We all need Sapho juice sometimes.
Poking around GitHub one night for interesting projects, I ran across Sapho. I dug into it more and found that my fellow tweep Scott Roberts had written it, which only heightened my interest.
Sapho was built as an off hours project to manage intelligence developed from computer network defense activities and third party sources. Building up on the considerable resources of DokuWiki Sapho automatically generates a framework of wiki resources for capturing and analyzing cyber threat intelligence and responding.
Sapho as I understand it consists solely of a template generator for DokuWiki to help you track intrusion campaigns, adversaries & groups, and targeted malware. Unlike Collective Intelligence Framework and other tools, Sapho primarily exists as a way for humans to review the intelligence rather than other systems. If I tell another analyst that a given intrusion appears tied to group alpha, for example, then he can easily review what we know about them specifically. Of course, intelligence groups with even basic competence do this to some degree already, but Sapho allows you to create a common structure for these data.

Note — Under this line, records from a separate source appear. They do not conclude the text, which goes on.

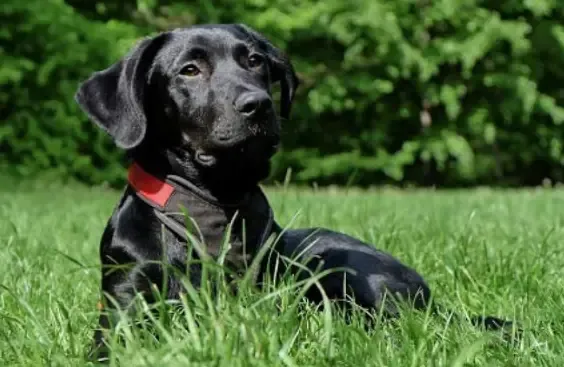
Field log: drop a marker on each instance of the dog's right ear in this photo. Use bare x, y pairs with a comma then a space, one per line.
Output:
113, 98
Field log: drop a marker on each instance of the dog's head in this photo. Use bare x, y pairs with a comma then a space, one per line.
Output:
203, 91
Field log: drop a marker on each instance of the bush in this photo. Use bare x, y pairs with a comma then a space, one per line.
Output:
450, 92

Given the tool’s simplicity, then, we could extend it in a lot of useful ways. Scott outlines a few other potentially-related tools on the project site, like log2timeline, Cuckoo Sandbox, and Maltego / Casefile. For example, Sapho could automatically ingest the reports from these and reformat them into DokuWiki syntax. I can imagine an output plugin for CIF that does something similar for its data.
Essentially, Sapho could become a tool to transform analytical output into a common human-readable format. Taking it a step further, it could recognize certain indicator types like a hash, IP address, or similar, and automatically create wiki pages for them as a sort of correlation method.

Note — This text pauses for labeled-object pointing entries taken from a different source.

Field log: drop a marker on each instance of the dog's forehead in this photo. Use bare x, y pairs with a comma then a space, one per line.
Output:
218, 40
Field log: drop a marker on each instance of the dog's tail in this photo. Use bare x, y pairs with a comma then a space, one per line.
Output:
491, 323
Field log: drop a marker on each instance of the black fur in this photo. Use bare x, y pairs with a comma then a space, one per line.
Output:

The approach here does not really scale to large databases – but I don’t think it should. This sort of intelligence analysis works best when looking at the operational level rather than a very large scope like that of ThreatExpert. And since the tool uses the Simplified BSD license, you can take the idea and even the basic code and turn it into whatever works for you.
I keep meaning to try Sapho + Dokuwiki. The first time, I got hung up trying to enable AD authentication, but I need to give it another go.
I like all the integration ideas. Another benefit is that it can enable viewing of the data by analysts/managers that do not have all the tools (e.g. Maltego) at their fingertips.